Filed under Bogota, Colombia, Teaching

10 responses to “My Job Search

  1. susan

    I feel inspired.

  2. Gary Yeary

    I am impressed. One interview one job. Maybe you should have played hard to get.

  3. Kirk

    Atta boy! Don’t screw these kids up now…

    Just kidding. This is great news. Congratulations!

  4. Dad

    That’s my boy…a real smart ass….just like his dad…lol

  5. rynjhnsn

    Haha. Love the picture. Good luck teaching English. Kind of funny you’re teaching one of the things you’re not very good at. Just kidding. Keep writing in this, love reading!

  6. alejandro! (d'brot)

    i’m very impressed and excited yet simultaneously afraid and slightly worried. excited for your job. slightly worried about your Brad Pitt delusion. Good thing you’re in South America, to us all americans look the same, haha.

    You’ll do awesome man!

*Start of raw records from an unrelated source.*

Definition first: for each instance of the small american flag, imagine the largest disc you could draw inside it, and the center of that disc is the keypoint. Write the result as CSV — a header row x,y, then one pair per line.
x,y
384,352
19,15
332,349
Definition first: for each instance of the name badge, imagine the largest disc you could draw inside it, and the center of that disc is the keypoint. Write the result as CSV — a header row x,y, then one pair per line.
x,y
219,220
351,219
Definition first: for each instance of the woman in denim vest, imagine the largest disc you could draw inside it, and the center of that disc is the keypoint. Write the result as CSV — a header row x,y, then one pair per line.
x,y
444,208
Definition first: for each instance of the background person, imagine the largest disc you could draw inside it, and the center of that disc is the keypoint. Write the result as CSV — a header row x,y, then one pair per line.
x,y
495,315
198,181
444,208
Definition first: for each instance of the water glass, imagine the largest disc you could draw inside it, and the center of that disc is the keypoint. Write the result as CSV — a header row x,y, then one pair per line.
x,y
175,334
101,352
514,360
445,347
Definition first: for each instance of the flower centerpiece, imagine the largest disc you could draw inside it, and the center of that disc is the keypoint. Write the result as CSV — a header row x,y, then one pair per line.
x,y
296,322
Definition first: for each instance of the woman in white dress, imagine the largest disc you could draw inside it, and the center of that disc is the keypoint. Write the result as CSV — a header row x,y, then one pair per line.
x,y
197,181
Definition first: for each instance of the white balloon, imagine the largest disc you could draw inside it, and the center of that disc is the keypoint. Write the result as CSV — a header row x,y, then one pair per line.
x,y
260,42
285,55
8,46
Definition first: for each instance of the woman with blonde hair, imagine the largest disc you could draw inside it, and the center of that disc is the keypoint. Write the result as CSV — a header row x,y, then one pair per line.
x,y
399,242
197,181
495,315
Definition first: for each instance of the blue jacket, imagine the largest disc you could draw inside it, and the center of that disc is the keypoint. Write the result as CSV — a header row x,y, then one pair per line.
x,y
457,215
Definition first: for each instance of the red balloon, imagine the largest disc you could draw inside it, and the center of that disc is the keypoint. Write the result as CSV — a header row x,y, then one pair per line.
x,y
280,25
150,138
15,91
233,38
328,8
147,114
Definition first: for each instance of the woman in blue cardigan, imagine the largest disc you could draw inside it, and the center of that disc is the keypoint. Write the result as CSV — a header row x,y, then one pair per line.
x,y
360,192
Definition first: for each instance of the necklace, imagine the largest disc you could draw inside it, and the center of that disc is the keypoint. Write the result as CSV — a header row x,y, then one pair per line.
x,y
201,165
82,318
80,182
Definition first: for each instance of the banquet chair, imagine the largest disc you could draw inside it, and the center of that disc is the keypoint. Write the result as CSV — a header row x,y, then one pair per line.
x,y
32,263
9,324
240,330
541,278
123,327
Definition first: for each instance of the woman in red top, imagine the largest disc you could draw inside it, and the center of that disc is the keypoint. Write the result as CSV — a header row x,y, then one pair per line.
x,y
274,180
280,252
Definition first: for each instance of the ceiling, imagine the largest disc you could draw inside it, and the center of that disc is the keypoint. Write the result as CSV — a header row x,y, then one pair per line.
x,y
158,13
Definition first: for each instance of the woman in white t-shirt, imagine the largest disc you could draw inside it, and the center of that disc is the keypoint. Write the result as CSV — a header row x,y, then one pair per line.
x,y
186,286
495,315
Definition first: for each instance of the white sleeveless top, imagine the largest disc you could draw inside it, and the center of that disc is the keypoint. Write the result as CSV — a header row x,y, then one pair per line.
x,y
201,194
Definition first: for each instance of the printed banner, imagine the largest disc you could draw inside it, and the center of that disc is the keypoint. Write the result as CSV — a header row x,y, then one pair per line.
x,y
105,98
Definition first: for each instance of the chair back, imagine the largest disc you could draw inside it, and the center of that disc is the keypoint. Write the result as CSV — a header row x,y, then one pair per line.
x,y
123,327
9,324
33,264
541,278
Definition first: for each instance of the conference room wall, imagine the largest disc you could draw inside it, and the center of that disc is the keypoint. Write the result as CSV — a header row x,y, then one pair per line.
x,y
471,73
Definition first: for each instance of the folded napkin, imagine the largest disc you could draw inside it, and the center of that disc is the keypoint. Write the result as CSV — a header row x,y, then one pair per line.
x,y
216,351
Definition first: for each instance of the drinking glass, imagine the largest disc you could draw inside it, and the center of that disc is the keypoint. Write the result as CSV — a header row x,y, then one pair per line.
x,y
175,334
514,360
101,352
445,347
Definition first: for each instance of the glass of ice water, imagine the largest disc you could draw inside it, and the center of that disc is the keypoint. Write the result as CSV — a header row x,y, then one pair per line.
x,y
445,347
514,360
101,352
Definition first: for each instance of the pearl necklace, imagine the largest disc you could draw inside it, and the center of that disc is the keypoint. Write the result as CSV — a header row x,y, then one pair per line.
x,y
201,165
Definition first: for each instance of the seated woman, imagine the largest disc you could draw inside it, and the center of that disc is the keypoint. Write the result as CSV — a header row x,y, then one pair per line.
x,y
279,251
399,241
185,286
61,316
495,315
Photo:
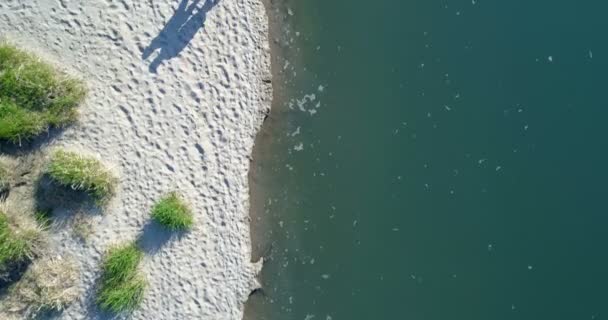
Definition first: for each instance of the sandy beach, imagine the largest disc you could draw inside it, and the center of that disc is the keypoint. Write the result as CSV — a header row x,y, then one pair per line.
x,y
177,93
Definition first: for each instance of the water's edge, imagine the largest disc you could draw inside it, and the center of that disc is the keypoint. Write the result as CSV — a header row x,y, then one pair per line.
x,y
260,245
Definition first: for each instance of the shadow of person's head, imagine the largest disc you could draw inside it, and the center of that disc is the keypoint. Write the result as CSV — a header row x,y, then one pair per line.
x,y
178,31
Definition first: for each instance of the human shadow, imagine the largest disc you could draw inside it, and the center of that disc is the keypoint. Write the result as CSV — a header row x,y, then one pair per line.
x,y
179,30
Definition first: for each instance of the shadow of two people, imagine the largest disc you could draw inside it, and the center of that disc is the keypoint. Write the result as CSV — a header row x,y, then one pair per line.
x,y
179,30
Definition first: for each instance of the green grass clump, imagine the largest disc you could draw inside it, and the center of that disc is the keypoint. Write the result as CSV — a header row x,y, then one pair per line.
x,y
82,173
171,212
4,180
122,286
16,244
34,96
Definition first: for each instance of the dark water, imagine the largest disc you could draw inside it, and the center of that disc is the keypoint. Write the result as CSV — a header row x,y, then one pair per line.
x,y
455,167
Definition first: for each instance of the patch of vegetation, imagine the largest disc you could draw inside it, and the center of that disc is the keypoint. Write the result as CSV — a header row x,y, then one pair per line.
x,y
17,244
34,96
122,286
4,181
171,212
72,170
48,285
44,218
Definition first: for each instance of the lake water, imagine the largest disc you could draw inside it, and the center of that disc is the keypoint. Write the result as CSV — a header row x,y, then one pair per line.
x,y
434,160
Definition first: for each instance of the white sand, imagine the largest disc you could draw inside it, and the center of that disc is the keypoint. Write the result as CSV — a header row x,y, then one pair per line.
x,y
190,127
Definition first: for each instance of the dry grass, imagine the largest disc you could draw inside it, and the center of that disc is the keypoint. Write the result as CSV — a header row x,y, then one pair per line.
x,y
50,284
20,240
82,173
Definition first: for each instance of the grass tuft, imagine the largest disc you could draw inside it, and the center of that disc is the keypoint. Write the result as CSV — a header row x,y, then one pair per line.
x,y
17,244
4,181
171,212
86,174
122,286
49,284
34,96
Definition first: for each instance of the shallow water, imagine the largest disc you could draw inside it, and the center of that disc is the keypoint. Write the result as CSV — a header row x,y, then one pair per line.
x,y
434,160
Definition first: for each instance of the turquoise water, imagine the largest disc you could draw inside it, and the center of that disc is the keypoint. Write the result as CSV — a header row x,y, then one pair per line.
x,y
450,165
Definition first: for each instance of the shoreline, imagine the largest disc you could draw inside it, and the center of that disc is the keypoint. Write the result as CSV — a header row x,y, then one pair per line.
x,y
190,128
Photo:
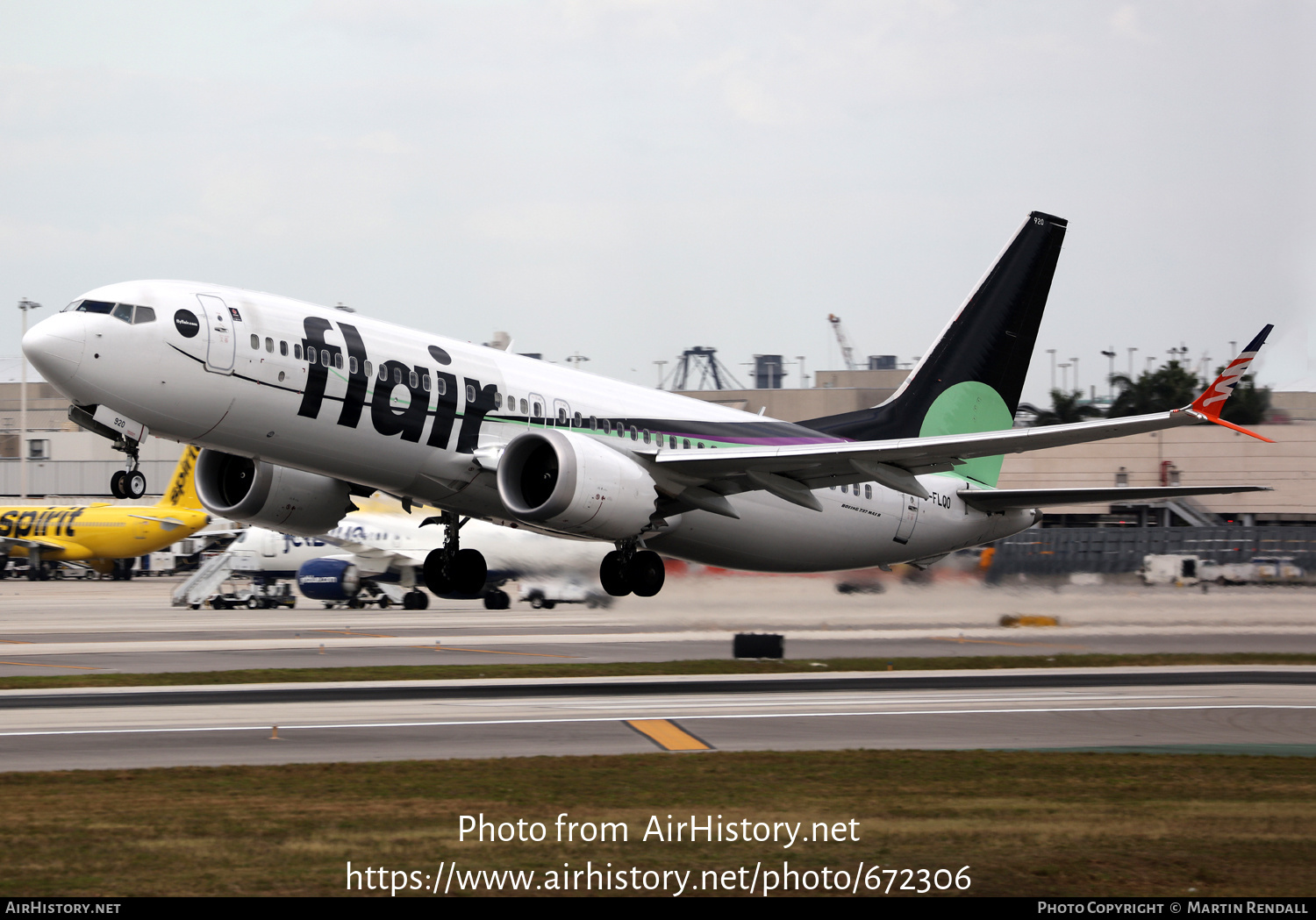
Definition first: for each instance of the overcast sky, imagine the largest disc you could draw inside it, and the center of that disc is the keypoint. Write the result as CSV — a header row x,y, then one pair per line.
x,y
629,179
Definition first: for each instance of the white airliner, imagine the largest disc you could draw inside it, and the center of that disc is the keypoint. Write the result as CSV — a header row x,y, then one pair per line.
x,y
300,407
381,546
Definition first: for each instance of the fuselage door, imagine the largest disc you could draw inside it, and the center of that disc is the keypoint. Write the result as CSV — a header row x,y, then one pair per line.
x,y
908,517
539,408
561,413
220,323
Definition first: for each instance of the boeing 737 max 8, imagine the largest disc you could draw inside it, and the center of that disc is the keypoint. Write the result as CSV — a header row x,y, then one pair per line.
x,y
300,407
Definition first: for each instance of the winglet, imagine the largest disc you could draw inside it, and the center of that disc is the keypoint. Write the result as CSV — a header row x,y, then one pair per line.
x,y
1212,399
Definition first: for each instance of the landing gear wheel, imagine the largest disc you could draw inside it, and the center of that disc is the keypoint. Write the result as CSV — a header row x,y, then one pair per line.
x,y
433,573
645,573
612,574
497,601
468,572
134,485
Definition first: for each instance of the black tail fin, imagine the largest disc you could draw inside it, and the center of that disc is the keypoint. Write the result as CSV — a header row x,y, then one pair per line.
x,y
973,376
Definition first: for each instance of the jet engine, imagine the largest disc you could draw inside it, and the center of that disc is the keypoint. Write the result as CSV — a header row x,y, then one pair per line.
x,y
571,483
274,496
328,580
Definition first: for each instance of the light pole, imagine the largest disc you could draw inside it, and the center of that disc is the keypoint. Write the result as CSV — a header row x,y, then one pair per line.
x,y
24,305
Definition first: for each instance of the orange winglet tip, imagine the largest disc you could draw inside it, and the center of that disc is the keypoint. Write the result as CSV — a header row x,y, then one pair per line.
x,y
1212,399
1239,428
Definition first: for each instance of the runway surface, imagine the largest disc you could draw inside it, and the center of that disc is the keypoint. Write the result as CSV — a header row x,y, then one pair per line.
x,y
1234,710
111,627
99,627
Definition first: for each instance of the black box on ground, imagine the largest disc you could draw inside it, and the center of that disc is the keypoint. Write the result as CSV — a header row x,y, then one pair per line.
x,y
758,645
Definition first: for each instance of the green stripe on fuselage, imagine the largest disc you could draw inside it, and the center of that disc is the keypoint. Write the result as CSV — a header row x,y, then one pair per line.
x,y
968,408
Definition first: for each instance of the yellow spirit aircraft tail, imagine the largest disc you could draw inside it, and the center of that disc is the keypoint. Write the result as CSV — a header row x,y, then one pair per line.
x,y
182,488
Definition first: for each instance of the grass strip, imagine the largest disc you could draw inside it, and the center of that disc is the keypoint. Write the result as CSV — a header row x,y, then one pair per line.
x,y
639,669
1023,823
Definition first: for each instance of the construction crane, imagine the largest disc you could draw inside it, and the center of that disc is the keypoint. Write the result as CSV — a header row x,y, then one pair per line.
x,y
710,368
847,350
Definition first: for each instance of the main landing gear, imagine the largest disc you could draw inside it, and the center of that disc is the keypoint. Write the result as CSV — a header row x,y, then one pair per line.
x,y
450,569
129,483
624,572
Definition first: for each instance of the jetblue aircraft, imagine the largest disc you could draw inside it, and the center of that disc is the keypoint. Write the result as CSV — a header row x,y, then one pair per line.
x,y
302,407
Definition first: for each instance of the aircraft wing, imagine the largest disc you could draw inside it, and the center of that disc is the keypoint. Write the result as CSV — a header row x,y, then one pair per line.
x,y
170,523
375,559
1003,499
44,543
702,478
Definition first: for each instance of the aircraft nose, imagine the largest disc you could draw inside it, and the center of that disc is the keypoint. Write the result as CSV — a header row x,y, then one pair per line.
x,y
55,345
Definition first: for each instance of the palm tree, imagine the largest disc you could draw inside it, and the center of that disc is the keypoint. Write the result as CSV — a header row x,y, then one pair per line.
x,y
1065,410
1169,387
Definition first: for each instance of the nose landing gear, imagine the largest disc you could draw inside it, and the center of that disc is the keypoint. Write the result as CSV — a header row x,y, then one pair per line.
x,y
450,569
129,483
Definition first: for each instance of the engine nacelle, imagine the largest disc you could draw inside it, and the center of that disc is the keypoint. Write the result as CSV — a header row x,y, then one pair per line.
x,y
274,496
329,580
571,483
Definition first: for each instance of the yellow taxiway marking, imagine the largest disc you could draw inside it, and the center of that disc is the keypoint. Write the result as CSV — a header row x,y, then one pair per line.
x,y
668,735
491,652
347,632
997,641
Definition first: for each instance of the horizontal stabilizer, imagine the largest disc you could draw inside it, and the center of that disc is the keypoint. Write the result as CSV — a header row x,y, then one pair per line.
x,y
1003,499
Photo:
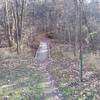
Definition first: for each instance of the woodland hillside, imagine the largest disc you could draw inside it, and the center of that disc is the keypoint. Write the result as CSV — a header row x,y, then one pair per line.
x,y
49,49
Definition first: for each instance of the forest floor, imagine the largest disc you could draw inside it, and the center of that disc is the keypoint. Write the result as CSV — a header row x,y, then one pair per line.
x,y
22,79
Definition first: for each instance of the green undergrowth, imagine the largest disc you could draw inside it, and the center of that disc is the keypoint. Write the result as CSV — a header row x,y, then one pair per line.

The children shall learneth the english well.

  7. Skains

    You’re teaching? This is a rather terrifying idea.

  8. Lucy

    Hi Eric, congrats on your teaching job- you may end up liking it and not just for the paycheck. Your mom emailed this info, so don’t be surprised when you hear from a lot of old ladies. Believe it or not, I have actually been to Colombia- when I was a freshman in high school and I do remember liking it and as you said, the people, at least then, were great. I wish you all the luck in the world in your adventures!


  9. To everyone who think I’ll fail: I probably will 🙂

    Lucy: Consider returning for a future trip with my mother. You’re one of the few who are adventurous enough to visit… plus, it’d be great to see you again.

  10. Aunt Karen

    Way to go Eric….You will be a great teaacher!